Yu Yueting, Cao Xin, Li Chenxi, Zhou Mingyue, Liu Tianyu, Liu Jiang, Zhang Lu
School of Pharmaceutical Sciences and Institute of Materia Medica, Xinjiang University, Urumqi 830017, China.
Key Laboratory of Xinjiang Phytomedicine Resources for Ministry of Education, School of Pharmacy, Shihezi University, Shihezi 832000, China.
Biosensors (Basel). 2025 Aug 20;15(8):548. doi: 10.3390/bios15080548.
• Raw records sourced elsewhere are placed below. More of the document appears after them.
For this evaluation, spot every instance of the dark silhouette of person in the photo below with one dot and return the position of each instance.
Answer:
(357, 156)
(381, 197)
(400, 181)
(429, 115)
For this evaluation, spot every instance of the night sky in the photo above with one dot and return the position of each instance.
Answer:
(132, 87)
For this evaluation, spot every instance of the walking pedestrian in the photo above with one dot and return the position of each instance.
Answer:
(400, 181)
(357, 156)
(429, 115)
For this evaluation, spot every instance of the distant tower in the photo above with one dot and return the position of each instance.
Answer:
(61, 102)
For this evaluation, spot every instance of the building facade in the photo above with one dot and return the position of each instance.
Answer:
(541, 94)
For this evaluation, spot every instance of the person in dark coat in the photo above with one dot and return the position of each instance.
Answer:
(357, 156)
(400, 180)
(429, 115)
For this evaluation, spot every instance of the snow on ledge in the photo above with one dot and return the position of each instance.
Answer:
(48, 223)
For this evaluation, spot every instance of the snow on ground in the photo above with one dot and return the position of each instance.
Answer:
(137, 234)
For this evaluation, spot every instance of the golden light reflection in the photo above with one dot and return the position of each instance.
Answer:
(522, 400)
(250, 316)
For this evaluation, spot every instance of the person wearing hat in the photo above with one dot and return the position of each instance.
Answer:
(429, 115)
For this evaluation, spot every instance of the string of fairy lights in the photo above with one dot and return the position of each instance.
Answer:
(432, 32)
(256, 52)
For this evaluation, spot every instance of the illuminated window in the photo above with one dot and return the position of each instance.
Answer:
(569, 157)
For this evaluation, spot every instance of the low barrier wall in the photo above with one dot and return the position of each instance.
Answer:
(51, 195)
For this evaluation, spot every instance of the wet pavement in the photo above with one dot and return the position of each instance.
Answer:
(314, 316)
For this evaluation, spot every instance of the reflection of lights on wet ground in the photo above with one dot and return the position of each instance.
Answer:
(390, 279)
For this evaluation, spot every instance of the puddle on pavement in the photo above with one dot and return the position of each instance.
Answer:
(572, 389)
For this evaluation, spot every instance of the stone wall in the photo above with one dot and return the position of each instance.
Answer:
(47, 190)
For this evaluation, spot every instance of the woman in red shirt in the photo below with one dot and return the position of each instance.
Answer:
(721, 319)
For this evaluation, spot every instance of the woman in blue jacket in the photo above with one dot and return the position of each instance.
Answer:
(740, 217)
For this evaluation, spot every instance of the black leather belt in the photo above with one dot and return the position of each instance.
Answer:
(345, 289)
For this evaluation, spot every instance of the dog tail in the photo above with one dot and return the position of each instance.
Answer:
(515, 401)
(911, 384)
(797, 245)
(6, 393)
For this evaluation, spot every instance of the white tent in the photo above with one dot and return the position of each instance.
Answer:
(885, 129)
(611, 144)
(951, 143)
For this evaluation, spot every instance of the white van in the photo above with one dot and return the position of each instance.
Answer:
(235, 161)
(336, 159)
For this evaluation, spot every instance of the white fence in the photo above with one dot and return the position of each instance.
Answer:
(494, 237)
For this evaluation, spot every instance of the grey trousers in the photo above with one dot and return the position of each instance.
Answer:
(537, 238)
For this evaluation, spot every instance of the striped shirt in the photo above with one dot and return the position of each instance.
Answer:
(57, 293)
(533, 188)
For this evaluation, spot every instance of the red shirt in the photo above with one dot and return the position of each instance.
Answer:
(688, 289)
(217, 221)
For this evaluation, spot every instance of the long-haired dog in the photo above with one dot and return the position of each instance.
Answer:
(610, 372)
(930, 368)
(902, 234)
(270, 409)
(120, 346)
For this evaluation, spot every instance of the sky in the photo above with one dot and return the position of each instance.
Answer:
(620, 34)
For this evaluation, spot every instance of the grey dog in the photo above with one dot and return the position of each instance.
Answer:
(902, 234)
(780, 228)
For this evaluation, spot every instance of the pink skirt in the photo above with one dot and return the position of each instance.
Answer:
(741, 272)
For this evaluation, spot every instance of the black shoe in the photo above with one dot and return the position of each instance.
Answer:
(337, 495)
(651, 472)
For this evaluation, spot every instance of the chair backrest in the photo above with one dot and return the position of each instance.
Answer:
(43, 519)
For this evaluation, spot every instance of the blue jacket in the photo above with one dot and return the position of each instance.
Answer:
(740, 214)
Volatile organic compounds (VOCs) present in human exhaled breath have emerged as promising biomarkers for non-invasive disease diagnosis. However, traditional VOC detection technology that relies on large instruments is not widely used due to high costs and cumbersome testing processes. Machine learning-assisted gas sensor arrays offer a compelling alternative by enabling the accurate identification of complex VOC mixtures through collaborative multi-sensor detection and advanced algorithmic analysis. This work systematically reviews the advanced applications of machine learning-assisted gas sensor arrays in medical diagnosis. The types and principles of sensors commonly employed for disease diagnosis are summarized, such as electrochemical, optical, and semiconductor sensors. Machine learning methods that can be used to improve the recognition ability of sensor arrays are systematically listed, including support vector machines (SVM), random forests (RF), artificial neural networks (ANN), and principal component analysis (PCA). In addition, the research progress of sensor arrays combined with specific algorithms in the diagnosis of respiratory, metabolism and nutrition, hepatobiliary, gastrointestinal, and nervous system diseases is also discussed. Finally, we highlight current challenges associated with machine learning-assisted gas sensors and propose feasible directions for future improvement.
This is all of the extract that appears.